Prilling by ultrasonic jet break-up is an efficient process to produce perfectly spherical microparticles homogeneous in size. However, the material properties could affect the manufacturability and the final product properties especially with lipid-based excipients which often exhibit complex structural properties. This work presents the characterisation of six lipid-based excipients differing by their melting point and polymorphic behaviour which were used to produce microspheres using a pilot-scale prilling equipment. The experimental results were compared to theoretical calculations, especially the droplet solidification time which is a key-parameter for this process.
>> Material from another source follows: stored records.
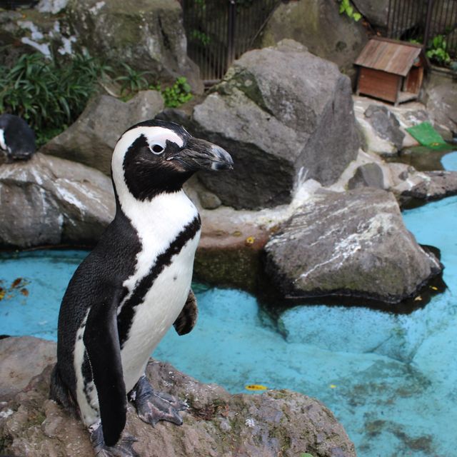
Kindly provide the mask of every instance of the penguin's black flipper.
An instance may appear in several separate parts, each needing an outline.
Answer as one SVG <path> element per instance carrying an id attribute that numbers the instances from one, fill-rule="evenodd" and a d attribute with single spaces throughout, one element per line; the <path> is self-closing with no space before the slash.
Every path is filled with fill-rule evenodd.
<path id="1" fill-rule="evenodd" d="M 189 333 L 195 326 L 198 316 L 197 299 L 191 289 L 184 307 L 173 324 L 178 335 Z"/>
<path id="2" fill-rule="evenodd" d="M 117 329 L 119 294 L 94 305 L 86 322 L 84 341 L 99 396 L 105 444 L 118 441 L 126 425 L 127 396 Z M 104 388 L 101 388 L 100 386 Z"/>

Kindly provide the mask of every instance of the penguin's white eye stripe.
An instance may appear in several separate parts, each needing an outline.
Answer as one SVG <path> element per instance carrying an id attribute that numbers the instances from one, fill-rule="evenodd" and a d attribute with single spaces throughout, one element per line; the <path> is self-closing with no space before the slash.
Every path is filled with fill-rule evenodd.
<path id="1" fill-rule="evenodd" d="M 154 154 L 161 154 L 164 151 L 165 151 L 165 148 L 161 144 L 151 144 L 149 146 L 151 151 Z"/>

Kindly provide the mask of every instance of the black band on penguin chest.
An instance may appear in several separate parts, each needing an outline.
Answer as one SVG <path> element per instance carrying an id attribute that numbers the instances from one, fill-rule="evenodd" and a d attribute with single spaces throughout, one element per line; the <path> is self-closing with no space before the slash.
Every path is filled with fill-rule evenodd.
<path id="1" fill-rule="evenodd" d="M 197 215 L 179 232 L 178 236 L 171 243 L 165 252 L 157 256 L 154 264 L 151 267 L 148 273 L 141 278 L 135 286 L 131 296 L 124 303 L 122 310 L 117 317 L 121 348 L 124 347 L 129 338 L 129 333 L 135 316 L 135 308 L 143 303 L 146 294 L 153 286 L 154 281 L 165 267 L 171 264 L 173 257 L 179 253 L 186 243 L 195 236 L 200 230 L 201 226 L 200 216 Z"/>

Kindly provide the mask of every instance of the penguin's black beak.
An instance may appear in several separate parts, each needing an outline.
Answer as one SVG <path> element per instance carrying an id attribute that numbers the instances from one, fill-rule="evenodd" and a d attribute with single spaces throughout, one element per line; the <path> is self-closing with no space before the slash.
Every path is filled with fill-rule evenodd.
<path id="1" fill-rule="evenodd" d="M 189 139 L 186 146 L 172 159 L 193 171 L 201 169 L 231 170 L 233 168 L 233 161 L 225 149 L 198 138 Z"/>

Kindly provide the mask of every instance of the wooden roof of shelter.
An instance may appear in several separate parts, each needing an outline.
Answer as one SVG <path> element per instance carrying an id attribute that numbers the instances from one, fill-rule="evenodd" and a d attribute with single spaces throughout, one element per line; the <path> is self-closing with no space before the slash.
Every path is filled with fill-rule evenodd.
<path id="1" fill-rule="evenodd" d="M 420 44 L 375 37 L 366 44 L 355 64 L 406 76 L 421 52 Z M 424 61 L 426 65 L 426 59 Z"/>

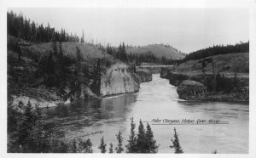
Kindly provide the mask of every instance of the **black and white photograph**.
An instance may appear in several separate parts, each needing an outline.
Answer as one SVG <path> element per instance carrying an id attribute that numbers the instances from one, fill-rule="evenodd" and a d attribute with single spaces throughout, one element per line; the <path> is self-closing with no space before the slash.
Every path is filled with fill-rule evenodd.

This work highlighted that monotropic polymorphism of excipients and supercooling effect have a significant impact on process parameters which should be considered with care during formulation design.

Critical parameters involved in producing microspheres by prilling of molten lipids: from theoretical prediction of particle size to practice.

The aim of this work was to identify the key parameters which influence the running of the prilling process with lipid material from the initial melting to the formation of solid microspheres. The microsphere size would essentially result from break-up at the Rayleigh-Weber's wavelength which mostly depends on the liquid properties (mass density, surface tension and dynamic viscosity). After molten liquid extrusion through the nozzle, the cooling rate is very fast and the instantaneous temperature of the liquid jet decreases rapidly of 0.2-0.3 °C during the duration of the droplet formation (1-2 ms). This leads to no significant modification of the physical characteristics of the lipids and only a very slight change in the dynamic viscosity. Consequently, no significant effect on the optimal wavelength λ(W) and on droplet formation can occur. However, coalescence of liquid droplets has been observed during their fall, probably caused by turbulence into the air column, leading to a minor population of larger microspheres.